Using “datasette inspect”¶
Counting the rows in a table can be a very expensive operation on larger databases. In immutable mode Datasette performs this count only once and caches the results, but this can still cause server startup time to increase by several seconds or more.
If you know that a database is never going to change you can precalculate the table row counts once and store then in a JSON file, then use that file when you later start the server.
To create a JSON file containing the calculated row counts for a database, use the following:
datasette inspect data.db --inspect-file=counts.json
Then later you can start Datasette against the
counts.json file and use it to skip the row counting step and speed up server startup:
datasette -i data.db --inspect-file=counts.json
You need to use the
-i immutable mode agaist the databse file here or the counts from the JSON file will be ignored.
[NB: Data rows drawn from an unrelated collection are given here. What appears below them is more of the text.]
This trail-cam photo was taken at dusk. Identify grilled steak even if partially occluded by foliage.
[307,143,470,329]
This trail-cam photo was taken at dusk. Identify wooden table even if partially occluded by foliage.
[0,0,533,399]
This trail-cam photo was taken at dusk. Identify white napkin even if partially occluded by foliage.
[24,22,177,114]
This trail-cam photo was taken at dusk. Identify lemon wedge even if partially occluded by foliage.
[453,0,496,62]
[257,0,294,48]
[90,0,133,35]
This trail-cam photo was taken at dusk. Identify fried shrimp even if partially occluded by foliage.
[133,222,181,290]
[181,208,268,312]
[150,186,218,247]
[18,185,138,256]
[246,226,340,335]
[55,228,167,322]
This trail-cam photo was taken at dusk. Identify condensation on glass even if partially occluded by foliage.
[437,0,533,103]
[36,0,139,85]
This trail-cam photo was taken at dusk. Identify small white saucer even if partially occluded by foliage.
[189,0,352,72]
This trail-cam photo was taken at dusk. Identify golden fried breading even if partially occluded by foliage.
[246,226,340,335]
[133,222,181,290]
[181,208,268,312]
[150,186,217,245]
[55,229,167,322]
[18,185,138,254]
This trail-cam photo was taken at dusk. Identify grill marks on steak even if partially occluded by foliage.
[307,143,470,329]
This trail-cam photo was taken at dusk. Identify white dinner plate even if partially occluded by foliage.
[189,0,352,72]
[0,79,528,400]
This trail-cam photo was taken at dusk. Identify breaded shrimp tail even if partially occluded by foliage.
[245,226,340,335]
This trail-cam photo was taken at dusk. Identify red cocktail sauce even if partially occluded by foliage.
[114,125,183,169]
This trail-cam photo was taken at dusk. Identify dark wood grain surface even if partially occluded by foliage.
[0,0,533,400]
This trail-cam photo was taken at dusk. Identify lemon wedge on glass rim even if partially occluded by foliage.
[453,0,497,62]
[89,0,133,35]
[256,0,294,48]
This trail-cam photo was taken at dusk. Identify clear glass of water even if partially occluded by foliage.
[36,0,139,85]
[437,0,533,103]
You will rarely need to use this optimization in every-day use, but several of the
datasette publish commands described in Publishing data use this optimization for better performance when deploying a database file to a hosting provider.
If your database is immutable and guaranteed not to change, you can gain major performance improvements from Datasette by enabling HTTP caching.
This can work at two different levels. First, it can tell browsers to cache the results of queries and serve future requests from the browser cache.
More significantly, it allows you to run Datasette behind a caching proxy such as Varnish or use a cache provided by a hosted service such as Fastly or Cloudflare. This can provide incredible speed-ups since a query only needs to be executed by Datasette the first time it is accessed - all subsequent hits can then be served by the cache.
Using a caching proxy in this way could enable a Datasette-backed visualization to serve thousands of hits a second while running Datasette itself on extremely inexpensive hosting.
Datasette’s integration with HTTP caches can be enabled using a combination of configuration options and querystring arguments.
The default_cache_ttl setting sets the default HTTP cache TTL for all Datasette pages. This is 5 seconds unless you change it - you can set it to 0 if you wish to disable HTTP caching entirely.
You can also change the cache timeout on a per-request basis using the
?_ttl=10 querystring parameter. This can be useful when you are working with the Datasette JSON API - you may decide that a specific query can be cached for a longer time, or maybe you need to set
?_ttl=0 for some requests for example if you are running a SQL
order by random() query.
Hashed URL mode¶
When you open a database file in immutable mode using the
-i option, Datasette calculates a SHA-256 hash of the contents of that file on startup. This content hash can then optionally be used to create URLs that are guaranteed to change if the contents of the file changes in the future. This results in URLs that can then be cached indefinitely by both browsers and caching proxies - an enormous potential performance optimization.
You can enable these hashed URLs in two ways: using the hash_urls configuration setting (which affects all requests to Dataslette) or via the
?_hash=1 querystring parameter (which only applies to the current request).
With hashed URLs enabled, any request to e.g.
/mydatabase/mytable will 302 redirect to
mydatabase-455fe3a/mytable. The URL containing the hash will be served with a very long cache expire header - configured using default_cache_ttl_hashed which defaults to 365 days.
Since these responses are cached for a long time, you may wish to build API clients against the non-hashed version of these URLs. These 302 redirects are served extremely quickly, so this should still be a performant way to work agaist the Datasette API.
If you run Datasette behind an HTTP/2 server push aware proxy such as Cloudflare Datasette will serve the 302 redirects in such a way that the redirected page will be efficiently “pushed” to the browser as part of the response, without the browser needing to make a second HTTP request to fetch the redirected resource.
Prior to Datasette 0.28 hashed URL mode was the default behaviour for Datasette, since all database files were assumed to be immutable and unchanging. From 0.28 onwards the default has been to treat database files as mutable unless explicitly configured otherwise.